Comment se détermine le prix des marchandises ?
Amorces particulièrement stimulantes :
analyse de la stratégie d'enrichissement du père Grandet, qui stocke en spéculant sur la hausse des prix,
analysé par Balzac au début d'Eugénie Grandet.
exemple historique d'une anomalie concernant la fixation des prix : la bulle spéculative sur les tulipes
au XVIIème siècle.
mettre en relief l'ambiguïté du concept de « prix » à travers des expressions courantes : « à tout prix »,
« cela n'a pas de prix ».
Paradoxe de l'eau et du diamant
Les marchandises sont des biens ou des services destinés à être vendus sur un marché. Le marché est le lieu de
rencontre, réel ou fictif, entre l'offre et la demande.
Le prix est le rapport d'échange entre les deux termes d'une transaction. Dans les économies de marché
contemporaines, le prix correspond au montant monétaire nécessaire pour acheter un bien ou un service.
Le prix des marchandises est un objet de réflexion économique qui est devenu central à partir de la révolution
marginaliste. La science économique appréhende la détermination du prix comme un ajustement décentralisé de
l'offre et de la demande émanant d'homo oeconomicus. Quelle est la portée explicative du modèle néoclassique
du marché ? Le prix des marchandises se détermine-t-il par des mécanismes impersonnels ou par des rapports
sociaux ?
I) Du côté de la demande, le prix des marchandises se détermine en fonction des besoins
des consommateurs
A) Du côté de la demande, le prix dépend de l'estimation de la valeur utilité...
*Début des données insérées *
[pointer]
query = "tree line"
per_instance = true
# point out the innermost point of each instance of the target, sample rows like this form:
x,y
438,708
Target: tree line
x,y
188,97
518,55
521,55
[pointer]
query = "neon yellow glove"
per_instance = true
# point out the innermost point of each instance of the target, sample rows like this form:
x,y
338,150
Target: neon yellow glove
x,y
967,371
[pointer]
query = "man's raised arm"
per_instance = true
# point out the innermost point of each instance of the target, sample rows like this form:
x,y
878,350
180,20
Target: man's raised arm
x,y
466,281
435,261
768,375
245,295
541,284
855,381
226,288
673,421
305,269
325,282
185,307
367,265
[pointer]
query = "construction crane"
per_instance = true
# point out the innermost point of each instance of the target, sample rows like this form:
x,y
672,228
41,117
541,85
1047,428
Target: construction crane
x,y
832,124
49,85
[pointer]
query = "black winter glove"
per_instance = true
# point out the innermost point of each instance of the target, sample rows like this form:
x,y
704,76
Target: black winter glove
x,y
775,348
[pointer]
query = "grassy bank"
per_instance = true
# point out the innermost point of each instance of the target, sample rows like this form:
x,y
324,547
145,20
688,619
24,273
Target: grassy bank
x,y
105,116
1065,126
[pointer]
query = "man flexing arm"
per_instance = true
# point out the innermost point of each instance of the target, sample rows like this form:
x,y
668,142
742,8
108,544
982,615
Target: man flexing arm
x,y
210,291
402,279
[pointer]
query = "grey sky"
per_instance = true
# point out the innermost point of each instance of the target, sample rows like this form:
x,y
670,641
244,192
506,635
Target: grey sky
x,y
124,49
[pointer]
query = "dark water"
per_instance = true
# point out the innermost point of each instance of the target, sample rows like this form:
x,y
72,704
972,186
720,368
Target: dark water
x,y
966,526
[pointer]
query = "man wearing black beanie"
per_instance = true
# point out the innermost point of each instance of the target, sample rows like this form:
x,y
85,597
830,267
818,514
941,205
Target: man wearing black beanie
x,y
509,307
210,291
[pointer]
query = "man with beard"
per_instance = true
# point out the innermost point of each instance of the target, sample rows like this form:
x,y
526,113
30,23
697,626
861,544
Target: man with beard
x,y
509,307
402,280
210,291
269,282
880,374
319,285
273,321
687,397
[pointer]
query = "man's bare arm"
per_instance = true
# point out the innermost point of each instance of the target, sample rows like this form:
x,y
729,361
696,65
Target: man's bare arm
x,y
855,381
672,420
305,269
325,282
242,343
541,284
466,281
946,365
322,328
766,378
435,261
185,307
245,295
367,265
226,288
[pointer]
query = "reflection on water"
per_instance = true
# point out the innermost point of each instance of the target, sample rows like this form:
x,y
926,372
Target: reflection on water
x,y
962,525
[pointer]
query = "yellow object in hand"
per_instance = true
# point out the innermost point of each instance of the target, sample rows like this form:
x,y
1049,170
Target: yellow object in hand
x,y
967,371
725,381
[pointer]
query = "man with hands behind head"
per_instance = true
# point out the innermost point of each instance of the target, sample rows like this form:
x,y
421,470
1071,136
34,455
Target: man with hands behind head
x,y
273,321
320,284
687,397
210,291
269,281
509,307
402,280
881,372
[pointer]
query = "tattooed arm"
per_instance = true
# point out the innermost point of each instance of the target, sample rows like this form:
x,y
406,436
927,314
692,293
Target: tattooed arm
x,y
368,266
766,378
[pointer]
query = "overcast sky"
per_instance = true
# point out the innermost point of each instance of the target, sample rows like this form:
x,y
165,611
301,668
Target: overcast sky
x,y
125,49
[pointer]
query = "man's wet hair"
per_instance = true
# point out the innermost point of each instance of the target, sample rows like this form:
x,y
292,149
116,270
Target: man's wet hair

La science économique s'est constituée à partir du questionnement du lien entre prix et valeur. Le prix auquel
on échange un bien est-il conforme à sa valeur ? A.-R.-J. Turgot répond à cette question en posant que les
échangistes s'accordent sur une valeur appréciative à l'intérieur de la fourchette des valeurs estimatives que
chacun attribue au bien (Valeurs et monnaies, 1769). Se pose alors le paradoxe de l'eau et du diamant : comment
se fait-il que le diamant soit infiniment plus précieux que l'eau, qu'on peut pourtant considérer comme le bien le
plus utile ? A la suite d'A. Smith qui sépare valeur d'usage et valeur d'échange (Recherches sur la nature et les
causes de la richesse des nations, 1776), l'économie politique classique renonce à la théorie de la valeur-utilité,
qui reste cependant défendue par J.-B. Say (Traité d’économie politique, 1803).
La révolution marginaliste renoue avec la théorie de la valeur-utilité, sous l'influence de la philosophie
utilitariste (S. Jevons, Théorie de l’économie politique, 1871), de la psychologie (C. Menger, Principes
d’Economie, 1871), et pour se rapproche de l'idéal d'une science « pure » mathématisée (L. Walras, Éléments
d’économie politique pure, 1874)
C'est par rapport à cette histoire de la pensée économique que l'on peut situer l'article où E. Durkheim établit
un parallèle audacieux entre les deux significations, économique et sociologique, de la valeur (doc.1). Les
valeurs sociales sont des idéaux collectifs qui orientent les actions individuelles. Ce rapprochement invite à
réfuter l'individualisme méthodologique de l'analyse économique du prix et de la valeur. Les biens pris comme
exemple par E. Durkheim sont sans utilité du point de vue de l'individu, mais ont bien une valeur économique en
raison de leur utilité du point de vue du groupe. Ainsi, l'idole, à l'instar du rite analysé dans Les formes
élémentaires de la vie religieuse (1912), a une efficacité collective : son adoration recrée un sentiment
d'appartenance commune qui peut aller jusqu'à « l'effervescence collective ». Ce texte plaide donc pour une
approche holiste de la détermination du prix des marchandises.
B) … par l'homo oeconomicus : hypothèse à portée universelle, fiction, ou construction historique ?
Les théories de la valeur-utilité en économie se fondent sur le paradigme de l'homo oeconomicus, posé
initialement par J. Stuart Mill (Sur la définition de l’économie politique, 1844) et dénommé comme tel par V.
Pareto (Manuel d’économie politique, 1907). L'homo oeconomicus est une hypothèse à portée universelle pour la
science économique : dans leurs activités économiques, les individus poursuivraient rationnellement leur intérêt
personnel, c'est-à-dire par une adéquation des moyens aux fins poursuivies.
E. Durkheim réfute ce postulat (doc.1), à partir de l'exemple des biens de luxe. La science économique tient ces
biens de Veblen pour atypiques en raison de leur élasticité-prix positive. E. Durkheim les tient au contraire pour
exemplaires : la consommation ostentatoire est la forme la plus visible d'une dimension symbolique qui n'est
jamais absente de la consommation. L'homo oeconomicus serait alors une fiction.